Читаем В морозный день полностью

Ундре подружился с Фёдором, когда начали строить вышку за Заячьим нюрмом. Они часто с дедушкой приезжали к геологам, да и Фёдор любил побывать в гостях. Сколько над Ундре смеялись, пока он научился русскому языку! У ханты и ненцев почти нет звонких согласных. «Дзе-ень! — растягивал по слогам Фёдор, ему было смешно, как Ундре неумело повторял: «Тс-ень!» А весной, когда засверкали сосульки, геолог взял медный таз и подозвал к себе Ундре. Холодная прозрачная капля со звоном падала: «Дзе-ень!» — упорно добивался Фёдор. «Дзе-ень!» — неожиданно для себя сказал Ундре. Он сорвал под крышей сосульку и, откусывая и хрумкая ею, весело стал приплясывать в кисах: «Дзень, дзень, дзень!» Мать выскочила на улицу и вытащила его из лужи, нашлёпала. Вот и стало у Ундре ещё одно имя — Дзень, только называл его так один Фёдор.

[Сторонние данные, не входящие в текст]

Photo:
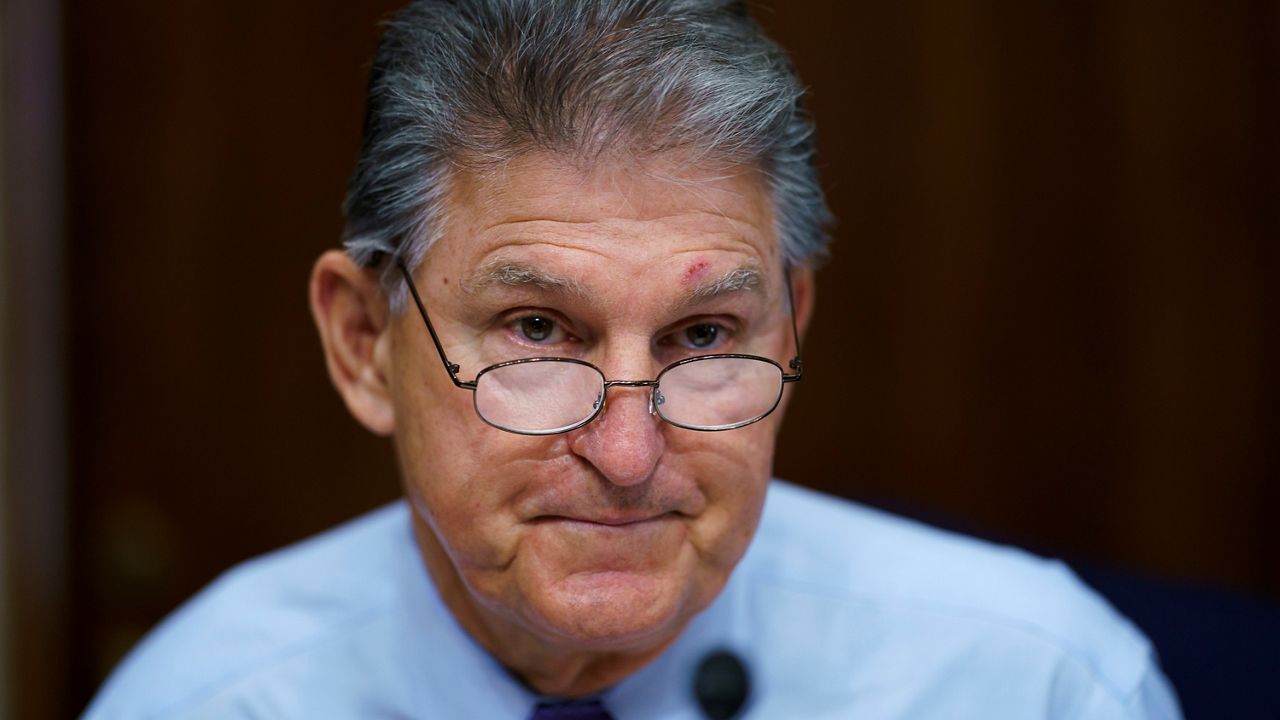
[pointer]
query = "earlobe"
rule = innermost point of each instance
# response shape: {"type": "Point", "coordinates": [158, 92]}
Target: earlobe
{"type": "Point", "coordinates": [352, 317]}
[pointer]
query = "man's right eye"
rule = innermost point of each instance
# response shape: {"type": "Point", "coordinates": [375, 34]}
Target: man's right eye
{"type": "Point", "coordinates": [536, 328]}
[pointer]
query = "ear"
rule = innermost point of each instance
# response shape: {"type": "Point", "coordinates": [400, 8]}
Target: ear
{"type": "Point", "coordinates": [803, 292]}
{"type": "Point", "coordinates": [352, 315]}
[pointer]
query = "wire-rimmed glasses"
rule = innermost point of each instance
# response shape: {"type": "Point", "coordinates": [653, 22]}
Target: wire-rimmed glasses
{"type": "Point", "coordinates": [542, 396]}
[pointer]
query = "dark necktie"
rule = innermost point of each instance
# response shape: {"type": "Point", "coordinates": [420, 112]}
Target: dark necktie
{"type": "Point", "coordinates": [571, 710]}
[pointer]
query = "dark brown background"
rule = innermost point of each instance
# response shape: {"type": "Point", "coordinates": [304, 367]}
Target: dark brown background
{"type": "Point", "coordinates": [1050, 313]}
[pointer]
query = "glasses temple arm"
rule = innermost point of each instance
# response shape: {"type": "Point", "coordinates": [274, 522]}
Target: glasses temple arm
{"type": "Point", "coordinates": [452, 368]}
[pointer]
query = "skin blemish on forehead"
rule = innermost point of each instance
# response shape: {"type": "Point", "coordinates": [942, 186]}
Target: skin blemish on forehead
{"type": "Point", "coordinates": [695, 272]}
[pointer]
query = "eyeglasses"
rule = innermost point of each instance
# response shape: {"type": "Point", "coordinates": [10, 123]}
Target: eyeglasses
{"type": "Point", "coordinates": [543, 396]}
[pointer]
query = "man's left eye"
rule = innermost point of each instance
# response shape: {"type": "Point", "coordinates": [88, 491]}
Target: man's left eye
{"type": "Point", "coordinates": [703, 335]}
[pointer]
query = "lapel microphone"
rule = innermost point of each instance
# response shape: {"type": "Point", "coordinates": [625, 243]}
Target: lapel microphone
{"type": "Point", "coordinates": [721, 684]}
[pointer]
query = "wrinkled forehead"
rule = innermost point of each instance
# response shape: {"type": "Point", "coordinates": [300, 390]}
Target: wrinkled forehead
{"type": "Point", "coordinates": [545, 222]}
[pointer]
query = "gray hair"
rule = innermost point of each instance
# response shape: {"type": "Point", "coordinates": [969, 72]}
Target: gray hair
{"type": "Point", "coordinates": [467, 85]}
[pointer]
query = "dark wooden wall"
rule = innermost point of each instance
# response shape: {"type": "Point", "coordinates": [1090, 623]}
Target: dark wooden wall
{"type": "Point", "coordinates": [1050, 313]}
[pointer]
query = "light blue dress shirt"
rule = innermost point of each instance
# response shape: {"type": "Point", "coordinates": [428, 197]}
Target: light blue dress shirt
{"type": "Point", "coordinates": [836, 610]}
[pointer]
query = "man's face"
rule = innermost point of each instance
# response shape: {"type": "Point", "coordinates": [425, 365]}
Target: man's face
{"type": "Point", "coordinates": [612, 536]}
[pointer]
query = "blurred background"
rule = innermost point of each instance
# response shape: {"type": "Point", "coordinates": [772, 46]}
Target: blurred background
{"type": "Point", "coordinates": [1050, 317]}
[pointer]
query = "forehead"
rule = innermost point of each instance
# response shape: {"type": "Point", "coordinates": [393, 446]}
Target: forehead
{"type": "Point", "coordinates": [616, 218]}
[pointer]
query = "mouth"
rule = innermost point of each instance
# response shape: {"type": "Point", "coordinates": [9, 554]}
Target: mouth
{"type": "Point", "coordinates": [620, 520]}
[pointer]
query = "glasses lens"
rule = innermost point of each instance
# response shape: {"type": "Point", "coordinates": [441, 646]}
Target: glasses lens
{"type": "Point", "coordinates": [717, 393]}
{"type": "Point", "coordinates": [539, 396]}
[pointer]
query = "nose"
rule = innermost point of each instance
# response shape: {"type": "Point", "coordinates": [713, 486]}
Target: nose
{"type": "Point", "coordinates": [626, 441]}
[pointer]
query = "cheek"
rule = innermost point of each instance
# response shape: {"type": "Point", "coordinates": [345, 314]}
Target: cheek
{"type": "Point", "coordinates": [732, 470]}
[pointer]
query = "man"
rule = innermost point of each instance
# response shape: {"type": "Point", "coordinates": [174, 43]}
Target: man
{"type": "Point", "coordinates": [579, 255]}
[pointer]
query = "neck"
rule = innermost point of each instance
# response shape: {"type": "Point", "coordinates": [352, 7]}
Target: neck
{"type": "Point", "coordinates": [536, 661]}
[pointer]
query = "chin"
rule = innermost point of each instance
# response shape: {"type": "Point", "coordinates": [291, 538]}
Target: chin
{"type": "Point", "coordinates": [616, 610]}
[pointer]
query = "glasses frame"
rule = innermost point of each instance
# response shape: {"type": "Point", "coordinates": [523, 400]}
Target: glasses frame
{"type": "Point", "coordinates": [453, 368]}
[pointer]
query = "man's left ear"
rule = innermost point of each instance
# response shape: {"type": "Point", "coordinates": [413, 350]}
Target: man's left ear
{"type": "Point", "coordinates": [803, 295]}
{"type": "Point", "coordinates": [352, 317]}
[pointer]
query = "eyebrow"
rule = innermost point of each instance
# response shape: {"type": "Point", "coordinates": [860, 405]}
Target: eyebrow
{"type": "Point", "coordinates": [745, 278]}
{"type": "Point", "coordinates": [513, 273]}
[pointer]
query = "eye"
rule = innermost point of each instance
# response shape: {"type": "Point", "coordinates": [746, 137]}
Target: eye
{"type": "Point", "coordinates": [703, 335]}
{"type": "Point", "coordinates": [536, 328]}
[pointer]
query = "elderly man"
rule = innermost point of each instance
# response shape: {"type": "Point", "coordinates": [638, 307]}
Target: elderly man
{"type": "Point", "coordinates": [579, 254]}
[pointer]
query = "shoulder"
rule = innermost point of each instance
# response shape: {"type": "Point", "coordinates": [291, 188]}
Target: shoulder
{"type": "Point", "coordinates": [938, 602]}
{"type": "Point", "coordinates": [263, 616]}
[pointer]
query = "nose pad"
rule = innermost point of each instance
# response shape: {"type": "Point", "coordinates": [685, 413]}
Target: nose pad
{"type": "Point", "coordinates": [656, 399]}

Задумался Ундре, не заметил узкую горловину речушки. Нарты подпрыгнули, хорей застрял между двумя елями и хрустнул, как спичка. Барахтаясь в снегу, понял Ундре, что без хорея никуда не уехать на оленях, в отчаянье упал лицом в сугроб. Ему показалось, что лежит он долго, что уже никто не поможет геологу Фёдору. Вскочил Ундре, дёргает вожжой, но олени только кружат вокруг нарты. И вдруг он вспомнил, как однажды на оленьих гонках у его дяди выскользнул из рук хорей. Дядя не остановил оленей и, пугая их эстафетным флажком, первым разорвал упряжкой финишную ленту…

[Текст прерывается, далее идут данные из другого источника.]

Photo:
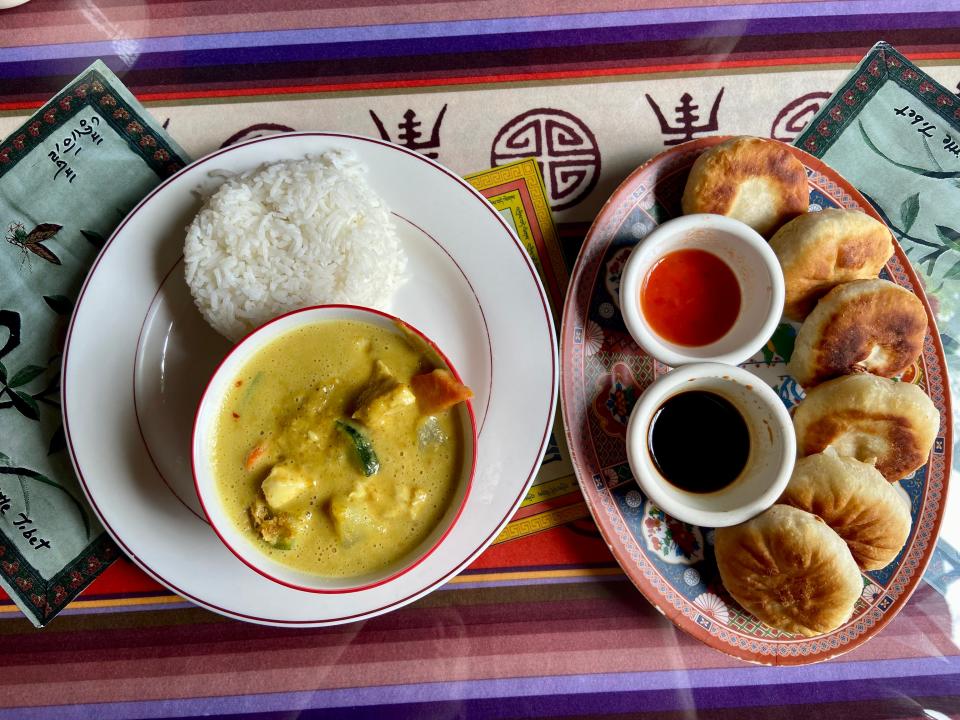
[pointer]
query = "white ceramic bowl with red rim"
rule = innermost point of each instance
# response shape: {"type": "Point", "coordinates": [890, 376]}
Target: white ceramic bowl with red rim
{"type": "Point", "coordinates": [243, 544]}
{"type": "Point", "coordinates": [773, 446]}
{"type": "Point", "coordinates": [744, 251]}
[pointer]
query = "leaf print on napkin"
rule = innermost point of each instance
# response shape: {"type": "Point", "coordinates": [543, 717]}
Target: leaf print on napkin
{"type": "Point", "coordinates": [909, 209]}
{"type": "Point", "coordinates": [24, 474]}
{"type": "Point", "coordinates": [33, 241]}
{"type": "Point", "coordinates": [60, 304]}
{"type": "Point", "coordinates": [95, 239]}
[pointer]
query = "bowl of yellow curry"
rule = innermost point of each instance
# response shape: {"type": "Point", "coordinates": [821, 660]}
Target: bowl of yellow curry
{"type": "Point", "coordinates": [334, 448]}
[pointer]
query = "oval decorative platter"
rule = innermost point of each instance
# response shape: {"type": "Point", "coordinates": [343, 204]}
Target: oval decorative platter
{"type": "Point", "coordinates": [603, 374]}
{"type": "Point", "coordinates": [132, 382]}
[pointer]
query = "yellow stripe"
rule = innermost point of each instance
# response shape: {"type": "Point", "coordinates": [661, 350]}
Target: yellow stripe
{"type": "Point", "coordinates": [543, 521]}
{"type": "Point", "coordinates": [550, 490]}
{"type": "Point", "coordinates": [536, 575]}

Ундре торопливо развязал галстук, вскочил на нарты и стал размахивать им над головой. Олени испуганно вздрогнули, озираясь на красный цвет, натянули постромки, снегом из-под копыт забросали нарты…

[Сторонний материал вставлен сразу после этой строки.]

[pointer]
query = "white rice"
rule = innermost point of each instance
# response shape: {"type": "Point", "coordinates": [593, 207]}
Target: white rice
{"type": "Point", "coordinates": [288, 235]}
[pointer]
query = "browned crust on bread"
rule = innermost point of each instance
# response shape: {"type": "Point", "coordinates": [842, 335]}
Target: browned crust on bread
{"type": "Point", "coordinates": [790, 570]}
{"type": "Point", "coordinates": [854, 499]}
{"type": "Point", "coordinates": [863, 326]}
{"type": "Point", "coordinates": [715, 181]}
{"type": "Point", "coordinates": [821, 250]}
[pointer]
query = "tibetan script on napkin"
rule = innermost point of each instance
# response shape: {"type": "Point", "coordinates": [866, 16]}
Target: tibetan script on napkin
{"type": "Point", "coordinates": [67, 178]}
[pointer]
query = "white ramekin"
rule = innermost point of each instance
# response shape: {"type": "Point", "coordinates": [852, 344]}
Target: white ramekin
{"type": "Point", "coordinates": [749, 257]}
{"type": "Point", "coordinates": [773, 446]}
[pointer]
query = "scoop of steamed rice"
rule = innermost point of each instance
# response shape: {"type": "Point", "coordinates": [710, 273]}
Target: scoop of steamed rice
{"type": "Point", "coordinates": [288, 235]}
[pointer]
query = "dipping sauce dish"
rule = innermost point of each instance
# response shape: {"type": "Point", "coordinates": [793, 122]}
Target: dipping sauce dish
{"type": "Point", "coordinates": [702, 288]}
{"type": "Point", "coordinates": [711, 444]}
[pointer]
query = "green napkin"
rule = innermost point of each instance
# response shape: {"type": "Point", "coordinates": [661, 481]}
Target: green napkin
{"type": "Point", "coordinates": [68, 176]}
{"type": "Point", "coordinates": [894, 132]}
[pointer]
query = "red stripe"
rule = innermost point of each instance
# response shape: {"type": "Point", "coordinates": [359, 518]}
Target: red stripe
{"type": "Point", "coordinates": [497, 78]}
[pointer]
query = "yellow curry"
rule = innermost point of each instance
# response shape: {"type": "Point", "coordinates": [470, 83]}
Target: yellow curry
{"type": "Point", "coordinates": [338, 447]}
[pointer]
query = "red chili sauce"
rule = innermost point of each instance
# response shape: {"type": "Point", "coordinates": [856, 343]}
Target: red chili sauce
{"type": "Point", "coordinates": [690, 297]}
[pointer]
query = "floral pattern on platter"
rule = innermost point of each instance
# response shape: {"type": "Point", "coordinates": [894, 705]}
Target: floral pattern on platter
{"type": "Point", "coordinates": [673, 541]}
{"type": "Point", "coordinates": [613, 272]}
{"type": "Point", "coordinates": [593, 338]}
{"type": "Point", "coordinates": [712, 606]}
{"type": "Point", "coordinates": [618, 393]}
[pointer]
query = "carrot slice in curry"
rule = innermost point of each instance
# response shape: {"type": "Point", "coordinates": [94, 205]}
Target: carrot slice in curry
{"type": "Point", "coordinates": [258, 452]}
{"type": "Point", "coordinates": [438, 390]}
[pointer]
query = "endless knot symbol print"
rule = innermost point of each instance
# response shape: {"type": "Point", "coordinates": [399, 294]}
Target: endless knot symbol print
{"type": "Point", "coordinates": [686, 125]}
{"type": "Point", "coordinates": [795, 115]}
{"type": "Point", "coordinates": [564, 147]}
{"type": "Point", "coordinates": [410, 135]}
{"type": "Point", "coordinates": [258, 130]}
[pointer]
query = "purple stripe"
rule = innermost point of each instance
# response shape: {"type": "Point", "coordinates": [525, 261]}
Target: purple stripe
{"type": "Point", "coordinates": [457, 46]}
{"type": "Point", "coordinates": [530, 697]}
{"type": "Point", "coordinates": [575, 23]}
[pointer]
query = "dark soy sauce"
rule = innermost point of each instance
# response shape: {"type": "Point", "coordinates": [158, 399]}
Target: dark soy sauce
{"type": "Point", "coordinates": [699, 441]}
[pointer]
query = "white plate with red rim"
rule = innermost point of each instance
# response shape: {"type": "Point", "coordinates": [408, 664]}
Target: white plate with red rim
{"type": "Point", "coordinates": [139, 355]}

Очень не понравилось дедушке и пастухам, что не по обычаю поступил Ундре. Приехал в чум — чаю надо попить, подождать, когда старшие спросят, и тогда разговор начинать. А запыхавшийся и растерянный Ундре даже поздороваться забыл, затараторил с порога, заикаясь.

— Испуганный заяц первым в петле оказывается. Почему так дрожишь? — спросил дедушка.

— Видно, страх вперёд ума родился, — поддакнул дядя-шутник.

И пока Ундре заикался и путался, решили над ним посмеяться и остальные.

— Болтливым языком чай не заваришь.

— Рыба молчит да жир потихонечку копит, для пустых слов рот не освобождает.

— У сороки много трескотни, да только все объедки подбирает, — так поучали и шутили дяди. А когда узнали, что с геологом Фёдором плохо, совсем перестали понимать Ундре. Нярхнех, сырой крови надо? Да они для Фёдора сейчас зарежут самого жирного оленя. Но зачем для геолога человеческая кровь? Такого они ещё никогда не слыхали. Разве они олени? Путает что-то мальчишка, может, от учёбы с головой нехорошо стало? Не верят дяди его словам, а слёз и совсем не любят.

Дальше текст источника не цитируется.